In [None]:
{
 "cells": [
  {
   "cell_type": "markdown",
   "metadata": {},
   "source": [
    "# SmartEmail Assistant - Google Colab Setup with Llama 2\n",
    "\n",
    "This notebook helps you set up and run the SmartEmail Assistant project on Google Colab with GPU acceleration using Llama 2.\n",
    "\n",
    "## Important Setup Steps:\n",
    "1. Make sure to select a GPU runtime (Runtime > Change runtime type > GPU)\n",
    "2. You'll need a Hugging Face account with access to Llama 2\n",
    "3. Set up your Hugging Face token in the notebook"
   ]
  },
  {
   "cell_type": "markdown",
   "metadata": {},
   "source": [
    "## 1. Check GPU Availability"
   ]
  },
  {
   "cell_type": "code",
   "execution_count": null,
   "metadata": {},
   "source": [
    "!nvidia-smi"
   ]
  },
  {
   "cell_type": "markdown",
   "metadata": {},
   "source": [
    "## 2. Install Required Libraries"
   ]
  },
  {
   "cell_type": "code",
   "execution_count": null,
   "metadata": {},
   "source": [
    "!pip install -q pandas numpy scikit-learn transformers torch peft datasets tqdm pyyaml wandb python-dotenv accelerate bitsandbytes sentencepiece protobuf huggingface_hub einops"
   ]
  },
  {
   "cell_type": "markdown",
   "metadata": {},
   "source": [
    "## 3. Set up Hugging Face Authentication\n",
    "\n",
    "You need to:\n",
    "1. Create a Hugging Face account at https://huggingface.co/\n",
    "2. Request access to Llama 2 at https://huggingface.co/meta-llama/Llama-2-7b-hf\n",
    "3. Create an access token at https://huggingface.co/settings/tokens"
   ]
  },
  {
   "cell_type": "code",
   "execution_count": null,
   "metadata": {},
   "source": [
    "from huggingface_hub import login\n",
    "login()  # This will prompt for your token"
   ]
  },
  {
   "cell_type": "markdown",
   "metadata": {},
   "source": [
    "## 4. Clone the Repository"
   ]
  },
  {
   "cell_type": "code",
   "execution_count": null,
   "metadata": {},
   "source": [
    "!git clone https://github.com/Kush402/smartemail-assistant.git\n",
    "%cd smartemail-assistant"
   ]
  },
  {
   "cell_type": "markdown",
   "metadata": {},
   "source": [
    "## 5. Upload Training Data\n",
    "\n",
    "Upload your `raw_emails.csv` file to the `data/raw` directory.

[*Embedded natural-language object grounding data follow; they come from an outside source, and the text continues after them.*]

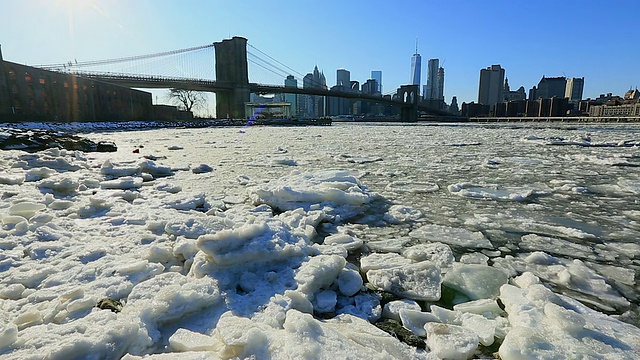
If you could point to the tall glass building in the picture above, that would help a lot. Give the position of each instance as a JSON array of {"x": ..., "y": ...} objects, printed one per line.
[
  {"x": 377, "y": 76},
  {"x": 416, "y": 60}
]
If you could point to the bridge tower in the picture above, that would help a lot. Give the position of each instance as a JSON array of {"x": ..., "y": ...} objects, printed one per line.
[
  {"x": 231, "y": 69},
  {"x": 5, "y": 94},
  {"x": 410, "y": 95}
]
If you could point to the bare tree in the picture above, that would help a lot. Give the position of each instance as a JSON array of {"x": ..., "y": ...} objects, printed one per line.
[{"x": 187, "y": 99}]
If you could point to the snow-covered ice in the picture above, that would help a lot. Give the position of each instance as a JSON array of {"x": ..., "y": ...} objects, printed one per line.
[{"x": 210, "y": 244}]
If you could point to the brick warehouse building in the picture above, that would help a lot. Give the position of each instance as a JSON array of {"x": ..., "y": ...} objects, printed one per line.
[{"x": 33, "y": 94}]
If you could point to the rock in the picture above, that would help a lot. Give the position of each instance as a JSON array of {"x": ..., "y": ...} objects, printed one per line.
[
  {"x": 111, "y": 304},
  {"x": 394, "y": 328},
  {"x": 32, "y": 140}
]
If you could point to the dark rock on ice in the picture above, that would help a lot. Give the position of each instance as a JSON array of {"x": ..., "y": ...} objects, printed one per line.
[
  {"x": 396, "y": 329},
  {"x": 110, "y": 304},
  {"x": 202, "y": 168},
  {"x": 37, "y": 140}
]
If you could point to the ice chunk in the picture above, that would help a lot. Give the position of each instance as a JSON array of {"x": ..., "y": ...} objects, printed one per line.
[
  {"x": 325, "y": 301},
  {"x": 377, "y": 261},
  {"x": 475, "y": 281},
  {"x": 546, "y": 325},
  {"x": 150, "y": 167},
  {"x": 412, "y": 187},
  {"x": 257, "y": 242},
  {"x": 415, "y": 320},
  {"x": 398, "y": 214},
  {"x": 392, "y": 309},
  {"x": 388, "y": 245},
  {"x": 438, "y": 253},
  {"x": 201, "y": 169},
  {"x": 349, "y": 281},
  {"x": 126, "y": 182},
  {"x": 12, "y": 291},
  {"x": 64, "y": 185},
  {"x": 8, "y": 335},
  {"x": 185, "y": 201},
  {"x": 487, "y": 307},
  {"x": 341, "y": 189},
  {"x": 348, "y": 242},
  {"x": 451, "y": 341},
  {"x": 452, "y": 236},
  {"x": 475, "y": 258},
  {"x": 115, "y": 170},
  {"x": 319, "y": 272},
  {"x": 187, "y": 340},
  {"x": 12, "y": 179},
  {"x": 418, "y": 281},
  {"x": 491, "y": 192}
]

You can do this by:\n",
    "1. Click on the folder icon in the left sidebar\n",
    "2. Navigate to `data/raw`\n",
    "3. Click the upload button and select your file"
   ]
  },
  {
   "cell_type": "code",
   "execution_count": null,
   "metadata": {},
   "source": [
    "# Create necessary directories\n",
    "!mkdir -p data/raw data/processed model/checkpoints model/peft_adapter"
   ]
  },
  {
   "cell_type": "markdown",
   "metadata": {},
   "source": [
    "## 6. Run the Training Pipeline\n",
    "\n",
    "Now that everything is set up, you can run the training pipeline. The notebook will:\n",
    "1. Load and preprocess your data\n",
    "2. Set up the Llama 2 model with LoRA\n",
    "3. Train the model\n",
    "4. Save the trained model"
   ]
  },
  {
   "cell_type": "code",
   "execution_count": null,
   "metadata": {},
   "source": [
    "# Import the training pipeline\n",
    "from notebooks.smartemail_pipeline import *\n",
    "\n",
    "# The notebook will automatically use GPU if available\n",
    "print(\"CUDA available:\", torch.cuda.is_available())\n",
    "if torch.cuda.is_available():\n",
    "    print(\"GPU count:\", torch.cuda.device_count())\n",
    "    print(\"GPU name:\", torch.cuda.get_device_name(0))"
   ]
  },
  {
   "cell_type": "markdown",
   "metadata": {},
   "source": [
    "## 7. Download the Trained Model\n",
    "\n",
    "After training is complete, you can download the model files:"
   ]
  },
  {
   "cell_type": "code",
   "execution_count": null,
   "metadata": {},
   "source": [
    "from google.colab import files\n",
    "\n",
    "# Create a zip file of the model directory\n",
    "!zip -r model.zip model/\n",
    "\n",
    "# Download the zip file\n",
    "files.download('model.zip')"
   ]
  },
  {
   "cell_type": "markdown",
   "metadata": {},
   "source": [
    "## Additional Notes\n",
    "\n",
    "1. Make sure to select a GPU runtime in Colab (Runtime > Change runtime type > GPU)\n",
    "2. The training process might take 2-3 hours depending on the dataset size\n",
    "3. You can monitor the training progress through the output and Weights & Biases dashboard\n",
    "4. The model checkpoints will be saved in the `model/checkpoints` directory\n",
    "5. The LoRA adapter will be saved in the `model/peft_adapter` directory\n",
    "\n",
    "### Troubleshooting\n",
    "\n",
    "If you encounter any issues:\n",
    "1. Make sure you're using a GPU runtime\n",
    "2. Check if all dependencies are installed correctly\n",
    "3. Verify that your training data is in the correct format\n",
    "4. Ensure you have enough disk space in Colab\n",
    "5. If you get import errors, try restarting the runtime after installing packages\n",
    "6. If you get CUDA out of memory errors, try reducing the batch size or using gradient accumulation\n",
    "7. Check the Colab logs for any specific error messages"
   ]
  }
 ],
 "metadata": {
  "kernelspec": {
   "display_name": "Python 3",
   "language": "python",
   "name": "python3"
  },
  "language_info": {
   "codemirror_mode": {
    "name": "ipython",
    "version": 3
   },
   "file_extension": ".py",
   "mimetype": "text/x-python",
   "name": "python",
   "nbconvert_exporter": "python",
   "pygments_lexer": "ipython3",
   "version": "3.8.0"
  },
  "accelerator": "GPU"
 },
 "nbformat": 4,
 "nbformat_minor": 4
}